Intercellular spread is a hallmark of Burkholderia pathogenesis and represents an attractive therapeutic target as it is required for virulence. We have shown that efficient cell-cell spread depends on the ability of the bacterium to perform critical intracellular lifecycle steps, including invasion, endosome escape, intracellular motility, and membrane fusion. A striking feature of Burkholderia is their ability to fuse plasma membranes, forming multinucleated cells (MNCs). We have discovered that cell fusion represents the primary means of intercellular spread during infection of cell monolayers in vitro, and we have proposed a model that is similar to mechanisms used by enveloped viruses. Studies in our laboratory implicate a type VI secretion system (T6SS-5) as a key determinant in this process, and VgrG-5, a trimeric protein at the tip of the T6SS-5 apparatus. There remain significant unknowns about the mechanism of cell fusion and other critical intracellular lifecycle steps that promote cell-cell spread, including the full inventory of bacterial and host factors that participate in these processes. Furthermore, our data indicate that many important virulence determinants are highly conserved between Bp and Bm, suggesting the possibility of developing broadly acting therapeutic interventions, including small molecule inhibitors.
We developed a high-throughput cell-based phenotypic assay that comprehensively assesses the Burkholderia intercellular lifecycle and used it to screen 1] a saturating transposon mutant library in Burkholderia thailandensis, a BSL2 surrogate, to identify bacterial factors required for Burkholderia intercellular spread, 2] an siRNA host kinase library for host factors involved in facilitating Burkholderia intercellular spread, and 3] a small molecule library comprising ~220,000 small molecules to identify compounds capable of disrupting intercellular spread by Burkholderia. We identified several novel bacterial factors, and one host factor, which are necessary for efficient intercellular spread of Burkholderia. In addition, our small molecule screen uncovered 91 small molecules that inhibit cell-cell spread by Bt, 27 of which also disrupt the intercellular lifecycles of Bp and/or Bm.

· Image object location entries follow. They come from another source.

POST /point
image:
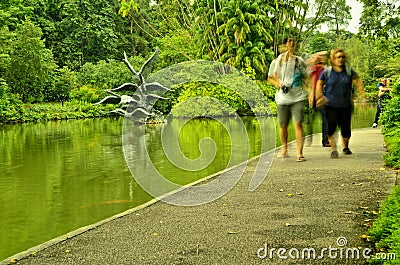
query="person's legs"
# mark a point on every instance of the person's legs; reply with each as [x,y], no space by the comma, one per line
[345,126]
[283,112]
[377,114]
[297,110]
[325,141]
[331,117]
[283,134]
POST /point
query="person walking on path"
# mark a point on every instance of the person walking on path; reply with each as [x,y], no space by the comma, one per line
[383,94]
[289,75]
[337,97]
[316,65]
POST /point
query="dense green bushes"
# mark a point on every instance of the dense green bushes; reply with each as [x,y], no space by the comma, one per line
[390,117]
[385,232]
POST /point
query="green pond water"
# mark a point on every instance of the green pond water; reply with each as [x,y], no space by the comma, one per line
[59,176]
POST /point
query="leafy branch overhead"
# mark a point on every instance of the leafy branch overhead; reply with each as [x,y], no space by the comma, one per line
[138,102]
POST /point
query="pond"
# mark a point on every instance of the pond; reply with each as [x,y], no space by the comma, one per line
[59,176]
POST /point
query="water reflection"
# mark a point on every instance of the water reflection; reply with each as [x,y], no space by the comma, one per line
[59,176]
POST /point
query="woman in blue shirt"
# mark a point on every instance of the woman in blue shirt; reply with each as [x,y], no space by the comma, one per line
[335,92]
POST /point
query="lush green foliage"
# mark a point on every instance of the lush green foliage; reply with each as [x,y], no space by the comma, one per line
[391,119]
[201,99]
[385,232]
[10,106]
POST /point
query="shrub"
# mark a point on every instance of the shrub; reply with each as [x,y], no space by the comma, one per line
[87,93]
[11,108]
[385,232]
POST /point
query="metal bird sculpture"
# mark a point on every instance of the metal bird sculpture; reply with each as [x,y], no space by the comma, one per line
[137,103]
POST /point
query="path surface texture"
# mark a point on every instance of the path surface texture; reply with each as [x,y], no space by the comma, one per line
[321,204]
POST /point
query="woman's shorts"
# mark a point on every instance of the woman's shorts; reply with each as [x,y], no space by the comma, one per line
[296,110]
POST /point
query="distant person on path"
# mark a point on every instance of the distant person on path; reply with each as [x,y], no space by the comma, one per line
[383,95]
[337,97]
[316,65]
[289,75]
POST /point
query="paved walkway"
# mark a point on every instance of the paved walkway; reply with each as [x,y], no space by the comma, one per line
[299,206]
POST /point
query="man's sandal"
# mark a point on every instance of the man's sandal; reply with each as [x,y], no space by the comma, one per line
[301,159]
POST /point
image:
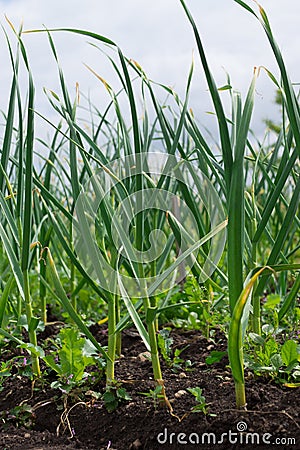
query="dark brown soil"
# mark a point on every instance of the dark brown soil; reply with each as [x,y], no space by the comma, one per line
[273,410]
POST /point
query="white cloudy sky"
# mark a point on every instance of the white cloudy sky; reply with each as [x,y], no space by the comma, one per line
[157,34]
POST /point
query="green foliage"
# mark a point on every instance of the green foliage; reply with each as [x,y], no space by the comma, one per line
[155,395]
[269,356]
[71,359]
[172,358]
[201,406]
[113,396]
[4,373]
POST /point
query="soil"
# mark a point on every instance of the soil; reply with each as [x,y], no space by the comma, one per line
[140,423]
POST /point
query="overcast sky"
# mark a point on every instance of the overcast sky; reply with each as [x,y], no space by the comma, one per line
[157,34]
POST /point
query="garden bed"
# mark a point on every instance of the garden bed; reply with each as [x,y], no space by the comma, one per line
[137,423]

Among these were burkfloxacin, a fluoroquinolone analog with potent intracellular bactericidal activity, and an FDA-approved drug. We found that this FDA-approved drug inhibits Burkholderia-mediated membrane fusion by targeting the secretion activity, but not expression, of the type VI secretion system-5 (T6SS-5), a critical virulence determinant. Bacterial metabolism of this drug is required for activity and ensures selective toxicity. These results suggest that burkfloxacin and this FDA-approved drug should be advanced as potential therapeutic countermeasures for melioidosis, and demonstrate the utility of cell-based phenotypic screening for select agent drug discovery.